Global rates have fallen slightly overnight
More so in Europe than the US, but the moves have been modest. The US 10-year Treasury yield is 1bp lower overnight, at 0.67%, while the 10-year German yield fell 3bps to -0.47%. The minutes to the ECB’s June meeting contained a lengthier discussion among Governing Council members about the merits of increasing its QE bond buying programme.
In other news
The US Senate passed a new Hong Kong Sanction Bill. The Bill, a bipartisan measure, would penalise banks doing business with Chinese officials involved in the national security law the country is seeking to impose on Hong Kong. A companion legislation has been introduced in the House, also bipartisan support and it needs to pass that chamber before it can be signed by President Trump.
After the bell
The Fed released its US banks stress tests report. Although the industry has performed well, a separate review of the effects of the coronavirus on the economy and financial system has led the Fed to conclude that the biggest US banks cannot increase dividends from Q2 levels or resume buybacks through at least the third quarter amid uncertainty over the course of a global pandemic.

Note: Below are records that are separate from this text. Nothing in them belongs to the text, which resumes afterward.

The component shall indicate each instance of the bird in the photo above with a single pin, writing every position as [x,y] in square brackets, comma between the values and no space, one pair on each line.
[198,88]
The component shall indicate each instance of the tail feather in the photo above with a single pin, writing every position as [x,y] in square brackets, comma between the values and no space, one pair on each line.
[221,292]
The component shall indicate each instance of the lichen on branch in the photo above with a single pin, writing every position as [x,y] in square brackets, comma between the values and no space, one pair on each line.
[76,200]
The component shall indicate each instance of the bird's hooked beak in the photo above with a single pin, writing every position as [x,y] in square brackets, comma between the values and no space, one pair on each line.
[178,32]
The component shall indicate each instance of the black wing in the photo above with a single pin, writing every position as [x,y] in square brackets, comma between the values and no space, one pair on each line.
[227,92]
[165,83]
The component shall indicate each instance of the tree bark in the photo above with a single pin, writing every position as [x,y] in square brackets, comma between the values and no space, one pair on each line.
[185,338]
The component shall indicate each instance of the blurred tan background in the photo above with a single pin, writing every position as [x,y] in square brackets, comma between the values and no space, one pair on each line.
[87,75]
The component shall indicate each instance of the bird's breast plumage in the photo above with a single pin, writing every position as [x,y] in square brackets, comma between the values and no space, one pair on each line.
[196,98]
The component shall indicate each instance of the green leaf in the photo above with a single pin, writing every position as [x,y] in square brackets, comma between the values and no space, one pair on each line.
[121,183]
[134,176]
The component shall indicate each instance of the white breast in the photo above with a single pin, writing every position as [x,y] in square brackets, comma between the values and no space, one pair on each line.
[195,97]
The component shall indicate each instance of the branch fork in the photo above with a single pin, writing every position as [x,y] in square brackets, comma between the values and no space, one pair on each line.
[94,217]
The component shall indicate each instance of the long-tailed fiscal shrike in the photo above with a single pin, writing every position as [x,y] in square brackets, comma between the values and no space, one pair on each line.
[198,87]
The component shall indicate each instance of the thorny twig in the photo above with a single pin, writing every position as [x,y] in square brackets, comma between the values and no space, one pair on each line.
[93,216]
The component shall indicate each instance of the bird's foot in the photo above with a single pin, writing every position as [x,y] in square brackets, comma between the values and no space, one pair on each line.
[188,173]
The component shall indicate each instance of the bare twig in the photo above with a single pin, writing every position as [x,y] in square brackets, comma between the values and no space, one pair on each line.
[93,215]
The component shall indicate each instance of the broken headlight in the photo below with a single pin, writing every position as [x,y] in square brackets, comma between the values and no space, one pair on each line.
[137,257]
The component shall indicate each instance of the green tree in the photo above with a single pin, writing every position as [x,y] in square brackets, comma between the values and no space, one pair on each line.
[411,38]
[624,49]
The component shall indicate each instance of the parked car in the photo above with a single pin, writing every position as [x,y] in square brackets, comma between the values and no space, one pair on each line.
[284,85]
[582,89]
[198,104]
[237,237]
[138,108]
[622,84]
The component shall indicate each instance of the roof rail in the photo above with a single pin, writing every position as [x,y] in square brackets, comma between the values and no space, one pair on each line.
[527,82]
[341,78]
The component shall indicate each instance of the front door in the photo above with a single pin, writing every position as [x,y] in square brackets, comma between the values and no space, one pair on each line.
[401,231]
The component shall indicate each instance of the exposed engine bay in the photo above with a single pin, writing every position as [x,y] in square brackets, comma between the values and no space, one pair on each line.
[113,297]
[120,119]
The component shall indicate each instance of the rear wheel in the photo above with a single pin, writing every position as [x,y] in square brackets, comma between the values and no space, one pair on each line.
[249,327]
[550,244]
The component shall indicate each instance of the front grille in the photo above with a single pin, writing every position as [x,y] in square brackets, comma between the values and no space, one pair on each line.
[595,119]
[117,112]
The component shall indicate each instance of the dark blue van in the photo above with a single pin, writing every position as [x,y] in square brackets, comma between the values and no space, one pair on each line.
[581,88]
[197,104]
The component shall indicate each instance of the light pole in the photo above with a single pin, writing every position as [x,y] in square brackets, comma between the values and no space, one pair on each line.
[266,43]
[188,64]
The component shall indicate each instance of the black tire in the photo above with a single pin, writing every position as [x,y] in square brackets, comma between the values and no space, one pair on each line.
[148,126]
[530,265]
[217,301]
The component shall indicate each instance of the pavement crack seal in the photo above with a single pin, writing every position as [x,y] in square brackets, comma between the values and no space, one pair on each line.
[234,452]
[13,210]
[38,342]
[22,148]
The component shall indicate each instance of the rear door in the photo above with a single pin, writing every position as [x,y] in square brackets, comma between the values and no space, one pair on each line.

Chart of the day: US Jobless claims looks to be stalling
- This morning NZ gets its June Consumer Confidence reading (8:00 AEST) and Japan publishes the Tokyo CPI readings for May (9.30 AEST) with the core reading (ex-fresh food) is expected to remain unchanged at 0.2% mom.
- Consumer Confidence surveys are also out in France (16.45 AEST) and Italy (19.00AEST) and then tonight the US releases personal income and spending figures for May (22.30 AEST) along with the final June University of Michigan sentiment survey (12.00am AEST).